Terrorism and kamikaze
The fact is that kamikaze terrorism has shuffled the cards. It makes the Israelis furious, especially Sharon, who had based his whole election campaign on national security. It thrills the most extremist factions of the Palestinians. They have labeled it Islamic fanaticism, but among those who have blown themselves up at bus stops or in restaurants, there are girls who are not at all religious, raised in secular Palestinian families who had never shown any signs of fanaticism. And yet, they have not hesitated to kill themselves in order to kill young people and children. Once again, the calculations are off, and nobody knows how hard Arafat has tried to stop the terrorist suicides, in which case he would show that he does not have control over the territories, or to what extent he has skillfully calibrated this new and terrible weapon by alternating condemnation and arrests of the extremists with a subterranean, but efficacious, support of terrorism.

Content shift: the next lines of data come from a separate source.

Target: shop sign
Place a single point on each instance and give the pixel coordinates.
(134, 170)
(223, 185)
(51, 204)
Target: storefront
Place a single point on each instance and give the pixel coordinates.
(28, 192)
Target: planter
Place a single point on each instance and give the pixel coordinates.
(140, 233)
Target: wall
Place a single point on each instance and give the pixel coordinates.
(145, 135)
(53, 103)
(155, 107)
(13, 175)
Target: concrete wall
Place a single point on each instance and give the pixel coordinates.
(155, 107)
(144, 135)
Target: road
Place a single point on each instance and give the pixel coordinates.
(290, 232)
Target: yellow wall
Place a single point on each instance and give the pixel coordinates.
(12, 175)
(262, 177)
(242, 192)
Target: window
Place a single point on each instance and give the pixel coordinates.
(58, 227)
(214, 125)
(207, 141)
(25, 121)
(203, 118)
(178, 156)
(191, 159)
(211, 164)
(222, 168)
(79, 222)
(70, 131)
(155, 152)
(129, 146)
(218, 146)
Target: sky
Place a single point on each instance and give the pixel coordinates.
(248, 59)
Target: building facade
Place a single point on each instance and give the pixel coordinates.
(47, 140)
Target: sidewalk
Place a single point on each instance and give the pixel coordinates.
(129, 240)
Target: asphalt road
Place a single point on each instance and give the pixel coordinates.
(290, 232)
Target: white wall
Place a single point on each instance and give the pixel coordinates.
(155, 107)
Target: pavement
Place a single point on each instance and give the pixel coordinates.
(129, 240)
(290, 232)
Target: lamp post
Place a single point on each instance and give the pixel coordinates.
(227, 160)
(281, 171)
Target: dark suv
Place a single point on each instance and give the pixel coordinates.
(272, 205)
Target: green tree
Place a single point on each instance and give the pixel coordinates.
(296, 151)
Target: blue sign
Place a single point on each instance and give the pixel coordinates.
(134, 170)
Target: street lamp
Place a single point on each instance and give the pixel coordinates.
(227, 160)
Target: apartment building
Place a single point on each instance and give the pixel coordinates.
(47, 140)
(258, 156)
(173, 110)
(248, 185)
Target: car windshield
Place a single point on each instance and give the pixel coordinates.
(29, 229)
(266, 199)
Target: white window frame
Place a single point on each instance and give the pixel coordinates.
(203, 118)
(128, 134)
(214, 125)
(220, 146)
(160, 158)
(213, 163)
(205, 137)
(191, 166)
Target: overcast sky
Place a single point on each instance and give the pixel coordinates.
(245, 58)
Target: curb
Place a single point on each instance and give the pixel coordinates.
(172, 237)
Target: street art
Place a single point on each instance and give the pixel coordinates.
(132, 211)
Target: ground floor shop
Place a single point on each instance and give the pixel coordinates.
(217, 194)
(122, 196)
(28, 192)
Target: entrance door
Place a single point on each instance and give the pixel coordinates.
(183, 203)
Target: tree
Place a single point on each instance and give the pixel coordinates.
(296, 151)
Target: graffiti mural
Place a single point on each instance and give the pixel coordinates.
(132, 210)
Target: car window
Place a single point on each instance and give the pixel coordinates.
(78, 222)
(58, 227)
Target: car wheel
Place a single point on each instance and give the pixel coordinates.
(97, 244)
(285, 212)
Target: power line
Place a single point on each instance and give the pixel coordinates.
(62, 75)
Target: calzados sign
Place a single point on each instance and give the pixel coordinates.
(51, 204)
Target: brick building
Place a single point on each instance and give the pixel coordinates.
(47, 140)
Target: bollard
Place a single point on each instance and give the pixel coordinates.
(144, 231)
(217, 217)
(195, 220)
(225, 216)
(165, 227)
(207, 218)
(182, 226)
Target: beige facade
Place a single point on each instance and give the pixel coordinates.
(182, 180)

The rifle and the olive branch
Certainly he is not new to this game. The most renowned image of him shows him speaking to the General Assembly of the United Nations in 1974, with a rifle in one hand and an olive branch in the other. War and peace; international terrorism, or agreements to find a lasting solution to the conflict that has bloodied the Middle East for fifty years now. Afterwards, there was the season of great hopes, the Nobel Prize to Arafat, Rabin, and Peres, and Israelis shouting “Peace Now.” The agreement on the territories under Palestinian administration, the cradle of a future State of Palestine, seemed like a done deal. Then came the rude awakening of the agreements disregarded by Arafat when he already had American and Israeli approval for the definitive cession of 90% of the territories and East Jerusalem as capital of the Palestinian State. This was more than could have been hoped. But everything was blocked after a night of reflection on the question of the re-entry of the Palestinians still in refugee camps. Israel could not agree to this, which meant the risk of bringing what they considered uncontrollable elements to their very borders, and Arafat did not want to give in. Or maybe he couldn’t. Maybe he wasn’t that strong.

Personal charisma
Certainly, his power is still great, and is based on a mixture of personal charisma acting on grass-roots Palestine, and a formidable control of the economics of the Palestinian administration, still tied to the network of banks and companies with headquarters in Liechtenstein that was set up in the 1970s to collect the flow of money coming into the PLO from Arab countries. The aging Rais controls this money, dollar by dollar. And he allows his collaborators to get rich; corruption has always been an effective tool of control.

It is no coincidence that the Americans are pressing the Palestinian minister of the economy, Salama Fayyad, to reform the administration’s finances, reducing Arafat’s absolute power over the accounts. But whenever it is a question of government or money, Mr Palestine is categorical: “I am the chief, and I decide,” he said to the newspapers while he was preparing the new government that would enact the reforms, packing it with his most loyal supporters and trying to checkmate those who might cast a shadow on his leadership, as he has always done in the past. As long as he has been the undisputed head of the Palestinians, he has seen many Arab and Israeli leaders come and go, has been exiled in Beirut and Tunis, and has received the Pope in Jericho as a head of state. And facing him, he still has the old Israeli general, Ariel Sharon. The Palestinian leader was 72 in August, but the post-Arafat era has not yet begun.